Irrigation systems are commonly used to compensate for inadequate rainfall by artificially watering turf or other landscape. In their most basic form, irrigation systems comprise water supply lines that direct water to a group of sprinklers. Each sprinkler is placed at varying positions around the landscape, preferably maximizing the area on which water is disbursed.
Control of each sprinkler is typically left to valves coupled to the water supply lines, preventing or allowing water to flow to each of the sprinkler heads. In some residential and commercial irrigation systems, electrically controlled solenoid valves are operatively connected to a central irrigation controller. These irrigation controllers include a microprocessor with an input interface (such as a dial and buttons) where a user can program a desired watering schedule. When the watering schedule calls for irrigation of at least a portion of the landscape, the irrigation controller causes one or more solenoid valves to open so that water flows to their respective sprinklers. When the schedule calls for an end to the irrigation, the irrigation controller causes the solenoid valves to close, stopping the water flow to the sprinklers.
Large commercial irrigation systems, such as those used for golf courses, generally operate in a similar manner to the previous description. However, the complexity of managing larger irrigation systems increases as the number of sprinklers and the area they irrigate increases. For example, different locations may require dramatically different amounts of water, due to installation of new grass, valleys that collect water, variation in soil composition, or even different grass types. Consequently, additional hardware and software are used for more precise control over the system, increased system reliability, irrigation performance, ease of maintenance, and many other benefits.
In one popular irrigation system arrangement, a central controller is provided which communicates with multiple satellite controllers.

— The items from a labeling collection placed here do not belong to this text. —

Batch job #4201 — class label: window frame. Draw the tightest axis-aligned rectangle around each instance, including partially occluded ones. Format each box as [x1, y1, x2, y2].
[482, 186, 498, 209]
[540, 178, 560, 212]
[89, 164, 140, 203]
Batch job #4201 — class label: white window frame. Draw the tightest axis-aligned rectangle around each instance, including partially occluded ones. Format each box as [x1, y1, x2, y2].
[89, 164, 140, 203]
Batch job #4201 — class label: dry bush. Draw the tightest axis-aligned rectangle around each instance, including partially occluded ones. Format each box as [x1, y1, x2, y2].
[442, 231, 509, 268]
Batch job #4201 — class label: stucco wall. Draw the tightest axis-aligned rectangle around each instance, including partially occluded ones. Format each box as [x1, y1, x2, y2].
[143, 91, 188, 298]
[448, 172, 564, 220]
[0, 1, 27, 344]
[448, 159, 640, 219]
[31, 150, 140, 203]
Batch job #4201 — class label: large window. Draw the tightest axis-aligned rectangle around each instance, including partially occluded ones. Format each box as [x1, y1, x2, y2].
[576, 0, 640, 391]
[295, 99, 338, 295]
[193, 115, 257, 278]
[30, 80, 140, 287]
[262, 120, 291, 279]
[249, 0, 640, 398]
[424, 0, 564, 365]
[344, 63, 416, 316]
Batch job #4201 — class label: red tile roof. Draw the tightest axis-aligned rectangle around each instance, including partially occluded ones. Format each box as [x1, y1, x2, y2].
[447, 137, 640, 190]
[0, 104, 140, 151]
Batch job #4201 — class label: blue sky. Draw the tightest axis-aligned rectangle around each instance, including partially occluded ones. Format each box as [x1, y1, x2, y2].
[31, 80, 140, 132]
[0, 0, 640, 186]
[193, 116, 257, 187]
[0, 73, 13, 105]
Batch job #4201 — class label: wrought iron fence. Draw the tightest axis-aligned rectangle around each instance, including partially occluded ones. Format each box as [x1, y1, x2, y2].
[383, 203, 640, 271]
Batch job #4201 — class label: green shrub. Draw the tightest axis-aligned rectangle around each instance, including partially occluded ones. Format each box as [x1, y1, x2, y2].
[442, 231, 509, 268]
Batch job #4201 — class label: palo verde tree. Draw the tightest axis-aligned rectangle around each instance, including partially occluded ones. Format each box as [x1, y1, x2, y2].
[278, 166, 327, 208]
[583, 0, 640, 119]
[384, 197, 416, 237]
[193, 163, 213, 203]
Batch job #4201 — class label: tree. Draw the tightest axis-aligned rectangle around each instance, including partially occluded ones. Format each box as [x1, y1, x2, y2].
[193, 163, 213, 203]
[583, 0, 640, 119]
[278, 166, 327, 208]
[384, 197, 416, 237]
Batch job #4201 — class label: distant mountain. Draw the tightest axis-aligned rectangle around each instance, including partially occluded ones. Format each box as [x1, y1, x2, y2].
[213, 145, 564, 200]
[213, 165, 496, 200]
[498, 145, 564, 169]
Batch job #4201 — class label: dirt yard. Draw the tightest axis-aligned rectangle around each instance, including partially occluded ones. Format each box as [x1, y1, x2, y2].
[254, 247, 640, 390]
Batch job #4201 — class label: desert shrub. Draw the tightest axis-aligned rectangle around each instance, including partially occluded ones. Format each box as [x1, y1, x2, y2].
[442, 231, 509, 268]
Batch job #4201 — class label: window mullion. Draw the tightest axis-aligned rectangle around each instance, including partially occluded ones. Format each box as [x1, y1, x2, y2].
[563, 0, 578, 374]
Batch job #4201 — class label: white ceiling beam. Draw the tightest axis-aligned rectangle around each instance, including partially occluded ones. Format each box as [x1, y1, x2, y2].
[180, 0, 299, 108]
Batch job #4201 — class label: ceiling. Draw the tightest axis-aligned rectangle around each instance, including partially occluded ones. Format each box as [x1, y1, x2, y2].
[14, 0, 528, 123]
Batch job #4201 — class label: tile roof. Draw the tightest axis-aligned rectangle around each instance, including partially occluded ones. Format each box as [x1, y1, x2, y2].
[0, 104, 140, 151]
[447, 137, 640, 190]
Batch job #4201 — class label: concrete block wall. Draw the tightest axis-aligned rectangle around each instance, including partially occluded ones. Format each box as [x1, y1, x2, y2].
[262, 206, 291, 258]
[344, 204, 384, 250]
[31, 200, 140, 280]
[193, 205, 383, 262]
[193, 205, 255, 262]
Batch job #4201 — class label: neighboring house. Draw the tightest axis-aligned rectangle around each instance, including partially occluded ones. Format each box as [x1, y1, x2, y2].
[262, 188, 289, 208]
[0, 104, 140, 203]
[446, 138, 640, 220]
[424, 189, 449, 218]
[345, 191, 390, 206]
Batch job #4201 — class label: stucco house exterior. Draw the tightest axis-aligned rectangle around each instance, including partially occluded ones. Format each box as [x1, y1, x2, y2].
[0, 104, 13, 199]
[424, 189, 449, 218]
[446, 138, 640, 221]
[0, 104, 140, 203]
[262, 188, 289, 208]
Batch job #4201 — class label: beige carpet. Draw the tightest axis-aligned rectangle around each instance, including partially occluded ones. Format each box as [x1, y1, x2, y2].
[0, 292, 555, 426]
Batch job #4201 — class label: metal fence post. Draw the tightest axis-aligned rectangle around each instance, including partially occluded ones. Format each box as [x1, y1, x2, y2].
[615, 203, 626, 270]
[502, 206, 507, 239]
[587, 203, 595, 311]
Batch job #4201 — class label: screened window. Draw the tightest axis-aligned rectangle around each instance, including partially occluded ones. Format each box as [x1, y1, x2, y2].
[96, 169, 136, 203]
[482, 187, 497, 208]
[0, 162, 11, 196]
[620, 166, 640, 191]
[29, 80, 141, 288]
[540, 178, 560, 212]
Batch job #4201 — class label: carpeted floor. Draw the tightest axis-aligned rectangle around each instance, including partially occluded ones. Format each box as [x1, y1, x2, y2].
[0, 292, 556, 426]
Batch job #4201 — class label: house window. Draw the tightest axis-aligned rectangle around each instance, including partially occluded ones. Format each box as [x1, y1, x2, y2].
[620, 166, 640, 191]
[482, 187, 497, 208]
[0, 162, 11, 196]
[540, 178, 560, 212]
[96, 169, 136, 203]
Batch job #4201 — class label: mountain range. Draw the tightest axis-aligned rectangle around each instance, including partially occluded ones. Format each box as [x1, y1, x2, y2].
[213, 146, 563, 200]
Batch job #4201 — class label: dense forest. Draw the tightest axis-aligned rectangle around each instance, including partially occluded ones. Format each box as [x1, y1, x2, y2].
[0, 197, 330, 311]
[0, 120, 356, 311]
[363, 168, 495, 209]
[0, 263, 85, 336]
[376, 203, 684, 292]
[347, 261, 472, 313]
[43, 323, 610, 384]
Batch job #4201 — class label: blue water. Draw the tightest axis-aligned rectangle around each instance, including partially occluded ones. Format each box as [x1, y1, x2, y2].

Each satellite controller then communicates with solenoid valves either upstream of a group of sprinklers or built into each sprinkler's body for individual sprinkler control. In some systems, users connect the power wires of multiple solenoid valves to one irrigation station terminal on the satellite controller to save wire and conserve irrigation stations. In any of these arrangement, the satellite controller dictates which solenoid valves should be activated for distributing water. Examples of such a prior art irrigation system are disclosed in U.S. Pat. Nos. 4,101,786 and 4,244,022, each of which are incorporated herein by reference in its entirety.
The user operates the irrigation system by programming an irrigation schedule into the central controller which provides a timetable and possibly a set of sensor conditions that must be met for irrigation to occur. This schedule is then communicated to each satellite controller which implements the program for the groups of solenoid valves ultimately connected to it.
Preferably, satellite controllers have a wide range of functionality to allow the user flexibility in how the satellite controller is implemented in the irrigation system. Specifically, the satellite controllers typically have a user interface which allows the user to modify the irrigation schedule for the sprinklers connected to that specific satellite controller and possibly the schedules of other controllers as well. Thus, if the user observes a problem, such as a dry area that requires more water, the irrigation schedule for the problem area can be conveniently modified at the nearby satellite controller, instead of the distant central controller. However, modifying programs for many irrigation stations (i.e. solenoid valves) can be time consuming with the limited user input controls of the satellite controller and the many schedule-programming options available for each station.
Another functionality typically included in satellite controllers is multiple expansion slots for inserting additional station cards. As their name suggests, the station cards provide additional terminals to connect additional solenoid valves, thus expanding the number of sprinklers controlled by the satellite controller. While allowing for convenient station upgrades, prior art satellite controllers require that additional station cards be inserted in ascending slot order (e.g., if slot 1 is filled, an expansion card must be inserted into slot 2). Further, these slots lack the flexibility to alternately accept sensor cards (e.g., a card that connects to a soil moisture sensor).
As a result, there is a long felt need for an improved satellite controller that overcomes the previously described limitations, as well as other limitations not specifically mentioned.